For about a year I did my best to construct the bones of a biography out of this material. Just like Linda Kuehl before me, I made lists of what seemed to be the main events in Billie’s life and I started chapters with titles like ‘A Baltimore Childhood’ and ‘Harlem in the 1930s’. I then arranged the interviews into little groups and tried to force all those voices into the cages I had constructed for them. But in doing so I lost the wildness and the vitality that made them so interesting, and all I achieved in return was a rather bland uniformity in which one voice merged seamlessly with the next. That was when I decided this book must be a documentary in which people are free to tell their own stories about Billie and it doesn’t matter if the stories don’t fit together, or even if sometimes they seem to be talking about a completely different woman.

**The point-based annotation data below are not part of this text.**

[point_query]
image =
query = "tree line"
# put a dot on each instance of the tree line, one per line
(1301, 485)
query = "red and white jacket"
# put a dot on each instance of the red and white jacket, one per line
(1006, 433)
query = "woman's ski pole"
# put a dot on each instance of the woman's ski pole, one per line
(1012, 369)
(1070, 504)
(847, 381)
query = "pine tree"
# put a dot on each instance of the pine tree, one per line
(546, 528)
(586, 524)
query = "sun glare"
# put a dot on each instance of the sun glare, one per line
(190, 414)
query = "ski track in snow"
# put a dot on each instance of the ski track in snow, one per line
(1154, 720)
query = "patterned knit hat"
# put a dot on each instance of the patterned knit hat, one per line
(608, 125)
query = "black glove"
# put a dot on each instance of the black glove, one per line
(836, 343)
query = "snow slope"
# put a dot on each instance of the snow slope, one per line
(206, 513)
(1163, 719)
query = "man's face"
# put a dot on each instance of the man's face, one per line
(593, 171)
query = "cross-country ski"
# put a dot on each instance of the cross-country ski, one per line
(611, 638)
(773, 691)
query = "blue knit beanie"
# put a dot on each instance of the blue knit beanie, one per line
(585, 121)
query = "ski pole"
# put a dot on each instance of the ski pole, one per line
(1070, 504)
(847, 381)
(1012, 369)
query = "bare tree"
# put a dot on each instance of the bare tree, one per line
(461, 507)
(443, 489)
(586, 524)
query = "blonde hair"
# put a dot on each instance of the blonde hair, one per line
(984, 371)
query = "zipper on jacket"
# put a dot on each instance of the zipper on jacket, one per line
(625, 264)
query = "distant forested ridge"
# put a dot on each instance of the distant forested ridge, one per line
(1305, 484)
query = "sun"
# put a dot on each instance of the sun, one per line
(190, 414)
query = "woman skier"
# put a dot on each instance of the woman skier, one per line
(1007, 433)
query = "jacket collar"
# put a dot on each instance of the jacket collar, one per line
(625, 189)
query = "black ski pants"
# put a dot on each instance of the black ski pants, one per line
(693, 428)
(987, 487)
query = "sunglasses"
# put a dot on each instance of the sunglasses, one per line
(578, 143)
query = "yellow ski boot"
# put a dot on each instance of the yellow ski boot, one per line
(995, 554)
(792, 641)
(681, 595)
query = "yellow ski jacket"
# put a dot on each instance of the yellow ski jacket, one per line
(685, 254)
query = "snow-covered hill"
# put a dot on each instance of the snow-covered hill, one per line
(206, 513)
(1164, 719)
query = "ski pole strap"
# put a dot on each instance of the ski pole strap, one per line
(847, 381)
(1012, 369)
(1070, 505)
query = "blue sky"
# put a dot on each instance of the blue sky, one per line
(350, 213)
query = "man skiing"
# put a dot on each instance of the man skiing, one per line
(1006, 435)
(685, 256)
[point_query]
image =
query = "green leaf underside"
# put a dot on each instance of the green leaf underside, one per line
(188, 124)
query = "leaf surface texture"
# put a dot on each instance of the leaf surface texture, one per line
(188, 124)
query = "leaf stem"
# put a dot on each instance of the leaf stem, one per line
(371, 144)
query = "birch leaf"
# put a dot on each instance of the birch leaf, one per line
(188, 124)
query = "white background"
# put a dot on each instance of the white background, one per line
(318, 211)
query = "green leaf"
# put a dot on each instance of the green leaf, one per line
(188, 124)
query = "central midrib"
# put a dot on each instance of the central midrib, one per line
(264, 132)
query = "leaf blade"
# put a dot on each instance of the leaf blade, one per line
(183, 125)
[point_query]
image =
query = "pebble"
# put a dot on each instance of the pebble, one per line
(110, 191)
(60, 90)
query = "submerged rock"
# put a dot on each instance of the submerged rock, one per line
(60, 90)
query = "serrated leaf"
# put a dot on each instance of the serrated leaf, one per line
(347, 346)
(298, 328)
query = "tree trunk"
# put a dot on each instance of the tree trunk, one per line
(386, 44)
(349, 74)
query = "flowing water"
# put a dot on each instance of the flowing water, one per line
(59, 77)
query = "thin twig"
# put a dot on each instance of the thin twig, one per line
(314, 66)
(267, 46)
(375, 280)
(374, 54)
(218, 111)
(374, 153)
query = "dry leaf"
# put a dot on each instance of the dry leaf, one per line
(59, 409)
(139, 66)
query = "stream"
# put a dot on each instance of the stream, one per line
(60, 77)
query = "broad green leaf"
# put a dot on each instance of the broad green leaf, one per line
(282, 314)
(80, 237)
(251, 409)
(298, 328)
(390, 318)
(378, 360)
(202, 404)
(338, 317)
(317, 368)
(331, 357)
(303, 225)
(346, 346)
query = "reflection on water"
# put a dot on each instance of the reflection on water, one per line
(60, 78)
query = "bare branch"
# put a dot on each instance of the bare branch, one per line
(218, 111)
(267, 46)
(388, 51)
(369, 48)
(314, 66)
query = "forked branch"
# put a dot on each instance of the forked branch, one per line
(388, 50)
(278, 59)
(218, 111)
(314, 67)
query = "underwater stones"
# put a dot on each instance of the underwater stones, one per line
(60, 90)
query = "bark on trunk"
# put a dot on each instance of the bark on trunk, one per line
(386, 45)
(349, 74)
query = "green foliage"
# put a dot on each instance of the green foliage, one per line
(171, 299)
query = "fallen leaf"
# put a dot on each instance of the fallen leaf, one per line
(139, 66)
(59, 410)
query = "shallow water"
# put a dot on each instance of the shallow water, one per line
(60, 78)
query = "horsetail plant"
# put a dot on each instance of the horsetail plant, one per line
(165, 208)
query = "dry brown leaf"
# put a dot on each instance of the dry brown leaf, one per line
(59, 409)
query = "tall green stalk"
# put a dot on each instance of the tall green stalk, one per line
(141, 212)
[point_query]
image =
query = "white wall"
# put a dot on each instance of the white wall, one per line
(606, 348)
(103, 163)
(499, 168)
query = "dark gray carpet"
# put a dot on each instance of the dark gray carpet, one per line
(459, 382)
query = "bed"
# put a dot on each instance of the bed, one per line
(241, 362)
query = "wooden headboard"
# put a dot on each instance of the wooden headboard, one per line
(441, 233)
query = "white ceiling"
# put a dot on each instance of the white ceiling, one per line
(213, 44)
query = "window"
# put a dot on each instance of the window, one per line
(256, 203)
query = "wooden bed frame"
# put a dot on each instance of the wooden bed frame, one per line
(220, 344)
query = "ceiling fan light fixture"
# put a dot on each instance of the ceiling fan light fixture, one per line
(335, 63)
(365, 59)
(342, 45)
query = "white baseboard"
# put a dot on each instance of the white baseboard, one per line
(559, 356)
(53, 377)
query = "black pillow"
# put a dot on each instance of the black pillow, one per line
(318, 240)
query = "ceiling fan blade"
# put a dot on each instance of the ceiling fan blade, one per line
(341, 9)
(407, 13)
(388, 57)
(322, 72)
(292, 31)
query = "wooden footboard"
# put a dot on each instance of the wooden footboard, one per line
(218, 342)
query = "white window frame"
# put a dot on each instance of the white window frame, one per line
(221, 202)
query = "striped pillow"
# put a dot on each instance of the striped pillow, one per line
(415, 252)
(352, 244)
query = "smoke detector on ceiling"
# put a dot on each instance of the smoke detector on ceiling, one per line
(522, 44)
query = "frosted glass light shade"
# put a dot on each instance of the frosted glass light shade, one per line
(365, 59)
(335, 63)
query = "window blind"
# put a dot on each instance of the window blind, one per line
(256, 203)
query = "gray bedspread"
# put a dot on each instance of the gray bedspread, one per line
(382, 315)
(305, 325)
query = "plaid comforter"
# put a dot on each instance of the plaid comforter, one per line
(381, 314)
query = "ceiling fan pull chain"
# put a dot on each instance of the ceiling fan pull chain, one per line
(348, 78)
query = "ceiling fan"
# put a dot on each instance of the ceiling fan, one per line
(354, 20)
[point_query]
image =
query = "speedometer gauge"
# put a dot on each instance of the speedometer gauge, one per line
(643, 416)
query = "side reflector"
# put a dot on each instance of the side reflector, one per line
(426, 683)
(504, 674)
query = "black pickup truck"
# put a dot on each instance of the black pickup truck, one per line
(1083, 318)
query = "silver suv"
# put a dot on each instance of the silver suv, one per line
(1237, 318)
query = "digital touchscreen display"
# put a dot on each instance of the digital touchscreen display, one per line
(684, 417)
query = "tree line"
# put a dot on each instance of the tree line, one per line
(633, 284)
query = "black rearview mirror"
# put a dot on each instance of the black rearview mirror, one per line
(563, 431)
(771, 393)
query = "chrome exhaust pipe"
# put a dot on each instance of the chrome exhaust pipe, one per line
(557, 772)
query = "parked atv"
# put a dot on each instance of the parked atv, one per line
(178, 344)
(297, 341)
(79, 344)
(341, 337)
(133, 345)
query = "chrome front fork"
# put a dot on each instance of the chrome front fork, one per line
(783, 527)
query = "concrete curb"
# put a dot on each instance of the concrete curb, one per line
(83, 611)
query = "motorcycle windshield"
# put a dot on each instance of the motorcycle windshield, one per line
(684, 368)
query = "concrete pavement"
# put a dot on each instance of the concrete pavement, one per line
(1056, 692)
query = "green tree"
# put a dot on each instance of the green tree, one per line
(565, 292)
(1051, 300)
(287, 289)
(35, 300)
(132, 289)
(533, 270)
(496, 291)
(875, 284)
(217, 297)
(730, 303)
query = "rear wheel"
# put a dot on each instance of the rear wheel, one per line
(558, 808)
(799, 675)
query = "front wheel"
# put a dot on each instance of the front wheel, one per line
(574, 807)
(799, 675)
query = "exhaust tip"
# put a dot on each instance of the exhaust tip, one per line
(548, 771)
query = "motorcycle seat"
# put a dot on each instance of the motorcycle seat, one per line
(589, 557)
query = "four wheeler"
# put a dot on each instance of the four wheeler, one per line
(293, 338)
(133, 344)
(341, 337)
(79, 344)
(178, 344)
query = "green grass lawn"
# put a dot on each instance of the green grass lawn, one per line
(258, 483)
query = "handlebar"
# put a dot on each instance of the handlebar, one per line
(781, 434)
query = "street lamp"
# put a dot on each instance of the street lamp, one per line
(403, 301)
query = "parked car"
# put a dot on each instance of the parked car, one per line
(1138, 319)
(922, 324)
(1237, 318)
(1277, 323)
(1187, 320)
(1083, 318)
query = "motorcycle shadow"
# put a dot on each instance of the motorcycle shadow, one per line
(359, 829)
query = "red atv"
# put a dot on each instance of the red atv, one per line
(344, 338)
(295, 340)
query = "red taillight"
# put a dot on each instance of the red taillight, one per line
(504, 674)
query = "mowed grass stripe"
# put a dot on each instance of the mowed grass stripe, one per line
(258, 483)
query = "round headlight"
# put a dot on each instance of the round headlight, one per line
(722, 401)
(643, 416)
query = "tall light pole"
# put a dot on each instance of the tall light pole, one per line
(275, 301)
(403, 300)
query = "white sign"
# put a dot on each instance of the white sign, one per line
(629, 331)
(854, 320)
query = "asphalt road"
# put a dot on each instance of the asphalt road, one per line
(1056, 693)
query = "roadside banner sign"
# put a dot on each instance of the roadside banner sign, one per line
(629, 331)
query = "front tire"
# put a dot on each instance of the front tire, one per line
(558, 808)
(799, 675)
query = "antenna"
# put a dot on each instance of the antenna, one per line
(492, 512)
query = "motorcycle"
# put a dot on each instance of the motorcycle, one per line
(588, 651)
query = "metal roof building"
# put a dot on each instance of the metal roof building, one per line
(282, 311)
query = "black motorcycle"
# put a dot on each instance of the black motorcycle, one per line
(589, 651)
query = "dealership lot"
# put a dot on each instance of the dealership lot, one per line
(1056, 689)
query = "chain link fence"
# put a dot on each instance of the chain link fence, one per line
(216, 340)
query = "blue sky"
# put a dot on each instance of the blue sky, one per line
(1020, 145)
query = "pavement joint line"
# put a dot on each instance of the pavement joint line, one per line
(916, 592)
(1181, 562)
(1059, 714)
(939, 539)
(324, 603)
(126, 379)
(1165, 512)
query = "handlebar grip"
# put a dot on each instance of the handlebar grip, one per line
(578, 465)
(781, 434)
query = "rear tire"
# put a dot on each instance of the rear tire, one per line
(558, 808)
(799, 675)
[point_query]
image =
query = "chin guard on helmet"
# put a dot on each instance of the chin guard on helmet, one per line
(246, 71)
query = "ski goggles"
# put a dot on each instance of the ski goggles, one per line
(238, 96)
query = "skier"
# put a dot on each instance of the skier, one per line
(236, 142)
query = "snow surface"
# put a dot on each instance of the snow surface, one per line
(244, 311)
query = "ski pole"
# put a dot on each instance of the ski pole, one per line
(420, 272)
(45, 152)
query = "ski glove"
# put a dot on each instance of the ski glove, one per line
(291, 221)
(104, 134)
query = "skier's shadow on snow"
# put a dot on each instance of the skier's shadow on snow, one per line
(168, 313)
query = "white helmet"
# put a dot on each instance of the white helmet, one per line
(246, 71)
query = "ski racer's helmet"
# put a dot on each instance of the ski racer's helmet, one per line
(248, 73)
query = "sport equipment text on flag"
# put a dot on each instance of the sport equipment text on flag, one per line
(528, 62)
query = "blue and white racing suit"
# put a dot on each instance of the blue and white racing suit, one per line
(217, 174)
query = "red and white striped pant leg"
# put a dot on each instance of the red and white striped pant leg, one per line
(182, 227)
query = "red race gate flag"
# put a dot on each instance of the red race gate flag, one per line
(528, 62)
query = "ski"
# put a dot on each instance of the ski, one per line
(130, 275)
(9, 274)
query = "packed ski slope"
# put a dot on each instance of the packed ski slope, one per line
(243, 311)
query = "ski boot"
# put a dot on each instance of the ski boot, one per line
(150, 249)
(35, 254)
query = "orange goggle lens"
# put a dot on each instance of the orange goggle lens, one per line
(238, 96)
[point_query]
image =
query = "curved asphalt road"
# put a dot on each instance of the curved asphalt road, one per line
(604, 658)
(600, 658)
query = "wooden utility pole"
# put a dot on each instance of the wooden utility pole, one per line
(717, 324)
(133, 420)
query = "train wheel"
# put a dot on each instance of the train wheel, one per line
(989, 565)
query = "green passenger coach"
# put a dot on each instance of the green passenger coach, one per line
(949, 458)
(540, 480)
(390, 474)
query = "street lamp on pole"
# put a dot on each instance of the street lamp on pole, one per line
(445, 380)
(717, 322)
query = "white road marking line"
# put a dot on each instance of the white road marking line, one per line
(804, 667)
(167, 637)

So this is Billie Holiday’s life, seen through the eyes of some of the people who knew her. I begin with the friends she ran around with when she was a young girl in Baltimore: Freddie Green, Mary ‘Pony’ Kane, Skinny ‘Rim’ Davenport, Wee Wee Hill, ‘Sleepy’ Dean and a woman called Christine Scott, who was an inmate at the reform school where Billie was sent when she was accused of being a ‘minor without proper care and guardianship’. I end in the late 1950s, with the lawyer Earle Zaidins, who lived in the same cheap hotel where Billie was staying for a while and who got to know her when they were both out in the street late at night, walking their dogs. And Alice Vrbsky; she of the shopping lists. In between there are all the others.
I lift out a sheaf of papers stapled together at the top left-hand corner and there is an orange stain where the little strip of rusting metal bites into the pages. The interview date, the number of the tape cassette and the name of the person who is speaking are written at the top of the page and there are occasional corrections and notes added in Linda Kuehl’s rather bulbous handwriting.
Sometimes an interview includes a brief account of the circumstances of a meeting, ‘in a brown Cadillac Eldorado’; or of what the speaker was wearing, ‘a shiny red suit and a white cowboy hat’; or of how they looked, ‘shaking and sweating profusely from the effects of a cocaine high’. But such descriptions are unusual; mostly the voices are not given faces to recognise or clothes to wear, and so unless the person happens to be a well-known figure in the jazz world, their words float in a haphazard space without any anchors of recognition to hold them steady.